Let’s do another curve sketching example. Here I want to graph h(x) equals 9x times e to the –x over 3. I have the first and second derivatives already taken and factored here. That’s the first step ,in any curve sketching problem. Make sure you take the first and second derivatives, and factor them. I want to get sign chats for these derivatives.

Let me just take a look at the derivatives and see what the critical points are. I’m observing, when I look at the first derivative that, x equals 3 is going to make my derivative equals 0. So that’s a critical point. And that’s it. This expression e to the –x over 3 that can never equal 0, and this thing is never undefined. So that’s the only critical point. H'' is going to equal 0 when x is 6. So that’s another point I need to consider. So my two critical points, 3 and 6.

Let me make my sign chart. I’ll have h'' here, h' here. And remember at x equals 3, h' is 0. Now let’s see what happens to the left and to the right. I’ll test a point like x equals zero. I’ll plug in zero here and I’ll get 9 times, and this always positive, so it’s a positive times a positive. It’s going to be positive over here.
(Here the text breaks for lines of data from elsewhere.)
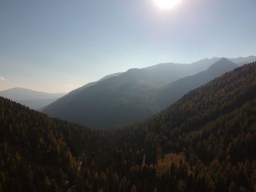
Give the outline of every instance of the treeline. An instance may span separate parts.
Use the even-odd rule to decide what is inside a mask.
[[[0,191],[256,191],[256,64],[116,130],[0,107]]]

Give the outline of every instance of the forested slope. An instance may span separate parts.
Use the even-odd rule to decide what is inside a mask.
[[[2,191],[256,190],[255,63],[112,131],[0,106]]]

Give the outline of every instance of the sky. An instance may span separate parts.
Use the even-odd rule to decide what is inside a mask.
[[[0,0],[0,91],[67,93],[159,63],[256,55],[255,0]]]

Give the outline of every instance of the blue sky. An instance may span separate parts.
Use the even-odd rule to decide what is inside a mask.
[[[0,90],[67,92],[158,63],[256,55],[255,0],[0,0]]]

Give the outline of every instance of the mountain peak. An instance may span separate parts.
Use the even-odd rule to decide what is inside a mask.
[[[216,61],[213,65],[211,65],[208,69],[210,70],[219,70],[225,69],[227,68],[235,69],[238,66],[237,64],[228,60],[226,58],[222,58],[217,61]]]

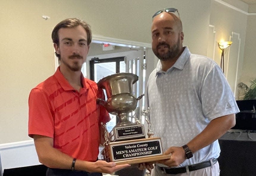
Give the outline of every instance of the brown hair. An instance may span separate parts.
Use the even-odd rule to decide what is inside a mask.
[[[56,43],[59,46],[59,30],[61,28],[75,28],[79,25],[82,27],[87,34],[87,45],[89,45],[92,42],[92,31],[91,27],[89,24],[85,21],[80,20],[78,18],[68,18],[59,23],[54,28],[51,33],[51,38],[52,42]],[[60,56],[55,52],[56,56],[59,59]]]

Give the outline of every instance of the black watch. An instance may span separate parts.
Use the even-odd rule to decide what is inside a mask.
[[[186,155],[186,158],[187,159],[189,159],[193,157],[192,151],[190,150],[187,145],[184,145],[182,146],[182,148],[185,151],[185,154]]]

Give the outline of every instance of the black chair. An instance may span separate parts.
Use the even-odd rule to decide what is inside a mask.
[[[45,176],[47,167],[43,164],[5,169],[3,176]]]

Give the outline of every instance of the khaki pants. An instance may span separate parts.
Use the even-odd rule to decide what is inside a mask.
[[[164,172],[161,170],[154,168],[151,171],[150,176],[219,176],[219,167],[217,162],[213,165],[192,171],[178,174],[168,174]]]

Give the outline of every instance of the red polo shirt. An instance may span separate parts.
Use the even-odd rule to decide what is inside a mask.
[[[110,120],[105,108],[96,104],[104,97],[96,83],[81,74],[83,87],[74,89],[61,73],[33,89],[29,99],[29,135],[54,139],[54,147],[73,158],[95,161],[99,153],[99,124]],[[101,90],[101,91],[102,91]]]

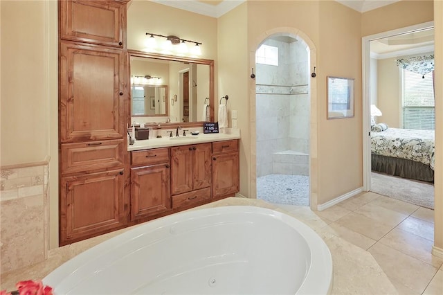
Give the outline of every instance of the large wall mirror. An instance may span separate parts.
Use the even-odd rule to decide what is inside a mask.
[[[131,75],[129,124],[197,125],[214,120],[213,60],[132,50],[128,53]]]

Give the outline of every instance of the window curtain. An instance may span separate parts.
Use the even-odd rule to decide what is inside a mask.
[[[415,56],[397,60],[397,65],[405,70],[417,73],[423,76],[434,71],[434,55]]]

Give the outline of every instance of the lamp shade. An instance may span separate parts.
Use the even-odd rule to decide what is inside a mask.
[[[380,116],[381,115],[381,111],[380,111],[375,105],[371,105],[371,116]]]

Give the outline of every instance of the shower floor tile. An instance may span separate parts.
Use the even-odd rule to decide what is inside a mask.
[[[257,178],[257,199],[269,203],[309,206],[309,177],[271,174]]]

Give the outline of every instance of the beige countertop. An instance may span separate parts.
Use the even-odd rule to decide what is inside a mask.
[[[199,135],[191,135],[190,133],[186,136],[162,137],[161,138],[150,138],[143,141],[136,141],[132,145],[128,145],[127,150],[140,150],[157,148],[167,148],[177,145],[186,145],[195,143],[210,143],[215,141],[228,141],[231,139],[239,139],[240,130],[235,128],[227,128],[224,133],[204,134],[200,132]]]

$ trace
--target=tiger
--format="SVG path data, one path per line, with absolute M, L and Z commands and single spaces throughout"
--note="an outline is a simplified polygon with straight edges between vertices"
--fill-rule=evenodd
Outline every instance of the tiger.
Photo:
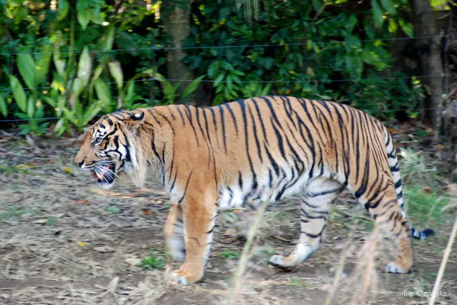
M 410 272 L 412 238 L 406 220 L 396 149 L 380 120 L 330 101 L 268 96 L 207 108 L 155 106 L 103 115 L 85 132 L 74 162 L 99 185 L 126 177 L 138 188 L 147 175 L 161 184 L 171 207 L 166 249 L 181 262 L 171 281 L 190 285 L 204 276 L 218 211 L 249 202 L 300 199 L 300 235 L 288 256 L 269 264 L 290 270 L 314 253 L 332 204 L 353 194 L 393 240 L 390 273 Z

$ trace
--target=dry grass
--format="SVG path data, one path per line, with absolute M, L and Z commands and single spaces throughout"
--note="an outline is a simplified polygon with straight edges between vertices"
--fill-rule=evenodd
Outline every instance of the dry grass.
M 165 253 L 162 229 L 168 199 L 159 186 L 150 182 L 140 190 L 129 185 L 100 190 L 88 176 L 72 171 L 76 146 L 68 140 L 38 143 L 49 151 L 40 155 L 16 139 L 8 140 L 9 146 L 2 143 L 7 152 L 0 151 L 0 303 L 220 303 L 241 261 L 245 271 L 238 278 L 234 296 L 239 304 L 321 305 L 329 293 L 333 294 L 333 303 L 346 303 L 357 294 L 367 303 L 426 304 L 427 298 L 408 298 L 398 290 L 431 292 L 435 278 L 429 277 L 438 270 L 449 237 L 449 215 L 454 211 L 455 198 L 449 194 L 425 196 L 420 186 L 413 190 L 414 200 L 427 197 L 420 201 L 426 207 L 417 210 L 414 200 L 410 201 L 408 214 L 417 225 L 426 211 L 424 218 L 437 234 L 430 241 L 415 243 L 416 269 L 405 276 L 382 271 L 389 260 L 384 257 L 391 252 L 391 245 L 380 238 L 373 243 L 373 221 L 349 197 L 336 203 L 320 249 L 290 273 L 269 267 L 266 260 L 272 252 L 288 255 L 295 248 L 300 234 L 296 200 L 271 205 L 265 213 L 255 215 L 232 211 L 218 221 L 203 280 L 182 287 L 165 280 L 167 270 L 176 269 L 177 263 L 150 270 L 127 263 L 153 252 Z M 417 170 L 411 168 L 413 173 Z M 436 174 L 429 171 L 421 179 Z M 407 187 L 420 182 L 413 174 L 409 177 Z M 444 199 L 436 201 L 439 196 Z M 250 225 L 258 216 L 264 220 L 249 237 Z M 250 240 L 255 245 L 247 247 L 251 250 L 244 259 L 220 255 L 241 253 L 246 238 L 253 237 L 255 242 Z M 456 272 L 456 260 L 451 252 L 439 285 L 450 298 L 440 298 L 435 304 L 457 302 L 456 283 L 449 278 Z

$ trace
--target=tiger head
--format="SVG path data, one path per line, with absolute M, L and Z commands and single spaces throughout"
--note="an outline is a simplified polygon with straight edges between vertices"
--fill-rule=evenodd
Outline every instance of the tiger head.
M 139 163 L 141 154 L 136 147 L 138 128 L 144 121 L 144 116 L 140 109 L 118 109 L 102 117 L 86 131 L 75 157 L 77 166 L 90 172 L 99 185 L 107 189 L 120 175 L 135 176 L 141 168 Z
And then to the right of 3, I could try anything; 4. -3 times 4 is -12 plus 9 that’s -3. This is again always positive so it’s a negative times a positive, negative. The second derivative is zero at 6. That’s what we found before. Let’s test it to the left. Let’s plug 3 in and see what happens with the second derivative. You can see immediately this is going to be negative again this is always positive. So we have a negative second derivative. In fact I want to just put negatives all the way across. It’s negative all the way up until x equals 6.

What happens afterwards? Let’s plug in 7. 7 minus 6 is positive. E to the -7 is always positive. So this is going to be positive and let’s remember that the derivative is negative to the right of 3. It’s negative forever to the right of 3. So just continue that so you know what’s happening on this interval.

Let me draw little curves to remind myself what the shape’s going to be like. What does a curve that’s increasing and concave down look like? Well something like this. And then decreasing concave down, something like this. Now here it’s decreasing and the second derivative is 0. So it straightens out for a moment and then the concavity becomes concave up. So something like this. When you piece these together you have a nice little inflection point. That point, the inflection point and what looks like a local maximum, these are key points that I’ll want to graph.

So h(3), that’s one key point, let me take a look at my function. 9 times 3 is 27, e to the -3/3, that’s 27e to the -1. And I calculated this before, it’s approximately 9.9. I have to calculate h(6), going back to my function, 9 times 6, 54. E to the -6 over 3, e to the -2. So this is 54e to the -2 which is approximately 7.3. One other point I should plot just because it’s easy, x equals zero is going to be an intercept. When you plug in zero, you will get zero. So h(0) equals zero. That’s a point I should plot.

I mark my axis. I have x equals 0, x equals 3, and x equals 6 to consider. At x equals 0, the graph’s going to pass right through the origin and it’s going to reach a maximum of about 9.9 and 3. So this will be the point (3, 9.9) approximately. As we remember, it increases concave down up to this point, so the left part of the graph will look like this. It’s always increasing and concave down to the left of 3.

And then, between 3 and 6, it’s decreasing and concave down. It does that until it gets down to the value at h(6) of about 7.3. So it doesn’t go down very much. So from here down, just a little bit to (6, 7.3). And then it’s decreasing and concave up.

And let’s make the observation that, just going back to the function for a moment, this function, once x is positive, this will always be positive. No matter how large x gets, this will be positive. Now it’s decreasing after x equals 6 and concave up. It’s going to approach the x axis asymptotically, or it will stop short of the x axis. But you can actually prove, that this thing decreases very fast and overpowers this 9x, and causes the values of the function to go to zero. So decreasing and concave up. Something like that. I’ll throw in a y axis right there and I’m done. I got a pretty good graph of h(x) equals 9x times e to the –x over 3.